O livro abre com uma introdução do autor ao tema, e logo em seguida faz uma breve descrição de Óðinn, Þórr e Loki. Neste momento, somos apresentados a detalhes importantes sobre estas entidades mas que não são descritas narrativamente no resto da obra, como o sacrifício de Óðinn para obter a magia ou os acordos entre ele e Loki que permitiram que o gigante permanecesse em Ásgarðr. Apesar de Gaiman ter feito um trabalho para criar uma cronologia entre os contos, ele mesmo avisa na introdução que contradições entre eles podem ser encontradas; e mesmo com seus acréscimos pessoais, estão fiéis às versões das Eddas (com um especialmente belo fechando a narrativa sobre o Ragnarök).
Apenas pontuo que Gaiman não fugiu de algumas convenções da literatura clássica que por vezes são projetados em narrativas de outros povos, mas estariam na verdade distante de seus imaginários. Em tragédias gregas, quanto mais um herói foge de seu Destino melhor ele o cumpre, sempre perseguido por forças que fazem com atos para tentar evitar uma profecia sejam justamente o que a desencadeiam; e essa foi a forma que o livro decidiu abordar o Ragnarök, destacando muito o papel de Loki e seu filho Fenrir na destruição do mundo. Em outro texto, abordei como se daria o cumprimento da profecia sob a visão pagã nórdica – e os atos individuais de algumas entidades teriam pouco ou nenhum impacto sobre a Urðr.
Li através da edição em língua inglesa, que possui um acabamento gráfico um pouco melhor e um formato um pouco maior que a brasileira publicada pela Intrínseca. Porém, o volume nacional não deixa a desejar e possui capa dura. Pela editora estar fazendo um excelente trabalho trazendo a obra do autor para o Brasil, creio que a tradução esteja na mesma qualidade de outras publicações da linha.

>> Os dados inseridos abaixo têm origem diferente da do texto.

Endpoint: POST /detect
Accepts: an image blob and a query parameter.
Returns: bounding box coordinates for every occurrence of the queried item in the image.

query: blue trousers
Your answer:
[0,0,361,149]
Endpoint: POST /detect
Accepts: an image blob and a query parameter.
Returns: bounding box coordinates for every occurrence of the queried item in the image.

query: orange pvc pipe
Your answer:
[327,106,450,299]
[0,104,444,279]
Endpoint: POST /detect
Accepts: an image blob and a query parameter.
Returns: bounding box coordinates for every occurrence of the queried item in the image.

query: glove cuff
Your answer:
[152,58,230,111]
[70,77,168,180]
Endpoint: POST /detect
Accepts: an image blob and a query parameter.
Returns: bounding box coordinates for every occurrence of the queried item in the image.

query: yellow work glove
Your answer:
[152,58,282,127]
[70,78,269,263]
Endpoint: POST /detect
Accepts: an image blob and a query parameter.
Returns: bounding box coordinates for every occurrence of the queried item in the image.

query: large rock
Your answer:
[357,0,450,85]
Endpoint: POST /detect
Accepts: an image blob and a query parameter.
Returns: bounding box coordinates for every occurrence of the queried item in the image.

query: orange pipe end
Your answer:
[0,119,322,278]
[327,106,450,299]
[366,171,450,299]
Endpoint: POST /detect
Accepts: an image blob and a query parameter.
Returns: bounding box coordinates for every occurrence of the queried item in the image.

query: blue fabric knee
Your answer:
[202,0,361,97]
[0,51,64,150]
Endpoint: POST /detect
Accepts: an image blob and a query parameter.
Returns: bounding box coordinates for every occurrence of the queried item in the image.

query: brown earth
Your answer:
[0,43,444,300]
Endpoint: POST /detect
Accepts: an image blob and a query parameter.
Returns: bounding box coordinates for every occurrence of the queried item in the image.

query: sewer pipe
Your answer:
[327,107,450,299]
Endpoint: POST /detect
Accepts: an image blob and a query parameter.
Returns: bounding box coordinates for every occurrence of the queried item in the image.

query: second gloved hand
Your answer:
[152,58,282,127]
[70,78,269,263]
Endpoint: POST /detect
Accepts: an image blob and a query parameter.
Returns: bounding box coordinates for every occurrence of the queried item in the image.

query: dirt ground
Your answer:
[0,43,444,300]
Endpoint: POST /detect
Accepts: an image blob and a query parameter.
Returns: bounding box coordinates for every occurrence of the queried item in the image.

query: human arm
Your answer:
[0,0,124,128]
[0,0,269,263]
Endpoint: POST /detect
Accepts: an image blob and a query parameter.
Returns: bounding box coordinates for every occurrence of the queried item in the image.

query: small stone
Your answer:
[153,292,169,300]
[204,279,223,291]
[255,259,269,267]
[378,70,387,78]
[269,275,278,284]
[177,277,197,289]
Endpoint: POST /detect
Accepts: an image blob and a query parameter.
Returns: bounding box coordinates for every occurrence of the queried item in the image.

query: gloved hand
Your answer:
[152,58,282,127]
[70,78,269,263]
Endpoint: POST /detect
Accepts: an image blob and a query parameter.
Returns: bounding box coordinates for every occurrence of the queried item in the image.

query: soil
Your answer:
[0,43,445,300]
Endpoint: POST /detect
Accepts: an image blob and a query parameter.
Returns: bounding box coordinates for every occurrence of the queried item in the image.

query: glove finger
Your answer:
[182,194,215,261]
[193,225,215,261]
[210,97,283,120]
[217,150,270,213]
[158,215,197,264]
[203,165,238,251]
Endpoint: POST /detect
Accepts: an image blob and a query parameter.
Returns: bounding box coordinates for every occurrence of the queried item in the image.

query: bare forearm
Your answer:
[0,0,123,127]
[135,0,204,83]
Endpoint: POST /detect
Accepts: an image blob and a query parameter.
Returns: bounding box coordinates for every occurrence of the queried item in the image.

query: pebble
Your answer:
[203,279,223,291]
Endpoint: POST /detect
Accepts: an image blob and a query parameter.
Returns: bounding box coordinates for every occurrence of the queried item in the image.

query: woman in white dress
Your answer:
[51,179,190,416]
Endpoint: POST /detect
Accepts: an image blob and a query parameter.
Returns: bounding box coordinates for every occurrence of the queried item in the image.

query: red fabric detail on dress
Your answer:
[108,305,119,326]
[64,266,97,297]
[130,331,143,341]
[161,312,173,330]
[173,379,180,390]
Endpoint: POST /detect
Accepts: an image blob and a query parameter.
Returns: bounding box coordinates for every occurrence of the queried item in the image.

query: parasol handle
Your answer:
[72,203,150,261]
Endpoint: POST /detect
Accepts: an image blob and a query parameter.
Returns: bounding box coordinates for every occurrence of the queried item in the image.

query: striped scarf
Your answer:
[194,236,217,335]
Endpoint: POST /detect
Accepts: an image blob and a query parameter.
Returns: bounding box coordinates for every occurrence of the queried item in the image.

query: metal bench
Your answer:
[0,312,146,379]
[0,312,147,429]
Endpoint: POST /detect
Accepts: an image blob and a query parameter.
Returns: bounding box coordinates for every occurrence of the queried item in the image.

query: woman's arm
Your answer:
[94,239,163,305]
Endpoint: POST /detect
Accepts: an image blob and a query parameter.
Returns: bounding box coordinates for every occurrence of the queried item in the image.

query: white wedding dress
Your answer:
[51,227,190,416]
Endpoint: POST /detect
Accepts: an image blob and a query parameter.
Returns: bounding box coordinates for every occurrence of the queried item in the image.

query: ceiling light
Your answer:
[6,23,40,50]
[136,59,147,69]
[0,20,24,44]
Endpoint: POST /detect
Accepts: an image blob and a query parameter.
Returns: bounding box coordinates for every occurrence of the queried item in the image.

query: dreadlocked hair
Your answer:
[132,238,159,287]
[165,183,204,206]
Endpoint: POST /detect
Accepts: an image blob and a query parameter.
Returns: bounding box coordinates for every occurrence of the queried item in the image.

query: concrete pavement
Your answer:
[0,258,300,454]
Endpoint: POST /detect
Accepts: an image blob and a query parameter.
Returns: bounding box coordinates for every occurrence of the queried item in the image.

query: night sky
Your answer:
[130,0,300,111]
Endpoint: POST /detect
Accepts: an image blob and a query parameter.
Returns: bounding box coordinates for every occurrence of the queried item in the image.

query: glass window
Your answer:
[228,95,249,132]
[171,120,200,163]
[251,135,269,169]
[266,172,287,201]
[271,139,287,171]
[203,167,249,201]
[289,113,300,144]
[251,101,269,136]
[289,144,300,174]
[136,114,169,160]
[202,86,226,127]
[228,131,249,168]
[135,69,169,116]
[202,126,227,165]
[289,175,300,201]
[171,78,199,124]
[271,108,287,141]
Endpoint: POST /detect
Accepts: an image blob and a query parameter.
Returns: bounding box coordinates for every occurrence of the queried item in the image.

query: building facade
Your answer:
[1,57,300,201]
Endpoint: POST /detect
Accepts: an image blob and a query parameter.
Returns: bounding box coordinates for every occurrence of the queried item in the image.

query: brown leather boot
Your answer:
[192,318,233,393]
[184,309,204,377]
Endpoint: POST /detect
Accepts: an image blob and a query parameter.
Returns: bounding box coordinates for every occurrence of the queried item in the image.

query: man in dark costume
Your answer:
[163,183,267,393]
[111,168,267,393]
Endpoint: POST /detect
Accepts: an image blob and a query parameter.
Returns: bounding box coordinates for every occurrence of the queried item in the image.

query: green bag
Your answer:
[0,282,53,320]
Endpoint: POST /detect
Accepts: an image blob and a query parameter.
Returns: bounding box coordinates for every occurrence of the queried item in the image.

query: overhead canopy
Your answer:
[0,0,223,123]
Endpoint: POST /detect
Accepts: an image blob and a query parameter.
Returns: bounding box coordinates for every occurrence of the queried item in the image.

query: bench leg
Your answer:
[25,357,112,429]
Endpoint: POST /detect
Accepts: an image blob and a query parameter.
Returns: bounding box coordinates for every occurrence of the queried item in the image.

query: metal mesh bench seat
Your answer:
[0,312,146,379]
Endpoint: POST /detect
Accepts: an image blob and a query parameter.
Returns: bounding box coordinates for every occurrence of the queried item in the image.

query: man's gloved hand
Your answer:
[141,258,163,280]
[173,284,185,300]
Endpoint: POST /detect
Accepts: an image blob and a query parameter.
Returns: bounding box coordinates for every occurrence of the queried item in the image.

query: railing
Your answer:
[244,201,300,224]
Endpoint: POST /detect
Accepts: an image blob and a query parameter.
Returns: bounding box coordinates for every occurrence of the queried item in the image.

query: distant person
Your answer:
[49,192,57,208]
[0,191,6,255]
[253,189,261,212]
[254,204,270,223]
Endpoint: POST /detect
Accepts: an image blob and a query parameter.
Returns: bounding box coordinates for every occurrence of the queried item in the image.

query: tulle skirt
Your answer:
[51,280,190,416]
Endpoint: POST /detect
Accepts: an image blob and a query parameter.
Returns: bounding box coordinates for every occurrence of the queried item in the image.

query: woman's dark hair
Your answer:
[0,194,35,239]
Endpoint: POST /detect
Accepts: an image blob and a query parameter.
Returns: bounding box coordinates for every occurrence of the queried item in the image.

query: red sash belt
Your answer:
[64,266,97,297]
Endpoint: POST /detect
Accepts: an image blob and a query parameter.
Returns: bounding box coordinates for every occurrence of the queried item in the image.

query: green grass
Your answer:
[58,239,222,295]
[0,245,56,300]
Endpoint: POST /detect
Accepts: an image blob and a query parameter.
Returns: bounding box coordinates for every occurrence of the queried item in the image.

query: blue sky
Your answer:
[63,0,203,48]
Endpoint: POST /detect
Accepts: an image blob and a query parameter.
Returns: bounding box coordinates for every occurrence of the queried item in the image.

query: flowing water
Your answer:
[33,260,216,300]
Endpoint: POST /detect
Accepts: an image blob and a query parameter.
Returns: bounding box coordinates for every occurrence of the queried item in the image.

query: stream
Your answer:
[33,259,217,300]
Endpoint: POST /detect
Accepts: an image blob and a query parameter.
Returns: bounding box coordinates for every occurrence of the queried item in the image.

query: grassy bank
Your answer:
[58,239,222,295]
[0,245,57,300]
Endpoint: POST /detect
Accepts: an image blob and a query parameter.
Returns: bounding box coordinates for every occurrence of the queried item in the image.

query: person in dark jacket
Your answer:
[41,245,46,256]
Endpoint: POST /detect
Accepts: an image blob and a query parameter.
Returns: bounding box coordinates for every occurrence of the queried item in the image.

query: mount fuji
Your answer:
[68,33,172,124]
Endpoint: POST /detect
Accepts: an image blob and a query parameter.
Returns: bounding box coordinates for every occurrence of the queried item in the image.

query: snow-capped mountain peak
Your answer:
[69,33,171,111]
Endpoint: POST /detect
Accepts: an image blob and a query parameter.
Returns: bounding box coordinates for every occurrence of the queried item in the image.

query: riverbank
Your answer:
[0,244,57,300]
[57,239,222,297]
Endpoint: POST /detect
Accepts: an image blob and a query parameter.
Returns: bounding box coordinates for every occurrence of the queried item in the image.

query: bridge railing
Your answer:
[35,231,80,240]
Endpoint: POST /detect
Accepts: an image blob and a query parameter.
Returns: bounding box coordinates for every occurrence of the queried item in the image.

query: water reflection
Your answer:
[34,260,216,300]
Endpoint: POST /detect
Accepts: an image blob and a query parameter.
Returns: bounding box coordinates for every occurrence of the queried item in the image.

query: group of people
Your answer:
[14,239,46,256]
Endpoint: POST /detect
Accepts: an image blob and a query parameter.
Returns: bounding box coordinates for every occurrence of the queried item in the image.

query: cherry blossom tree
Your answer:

Finalmente, é importante lembrar que na religiosidade pagã nórdica as Eddas (e obviamente os mitos) não são vistos como “textos sagrados”, e que os registros islandeses já não são suas “versões originais”. Havia uma falta de uma versão acessível e confiável para introduzir pessoas à mitologia, uma vez que traduções acadêmicas em português abrangem somente alguns poemas e, dado o tempo que foram escritos, não possuem linguagem fácil; mas agora, novatos podem contar com Neil Gaiman como um guia para este universo. Aos que já a conhecem, agora poderão a revisitar de uma forma que ao mesmo que soa muito familiar também traz consigo um ar de novidade.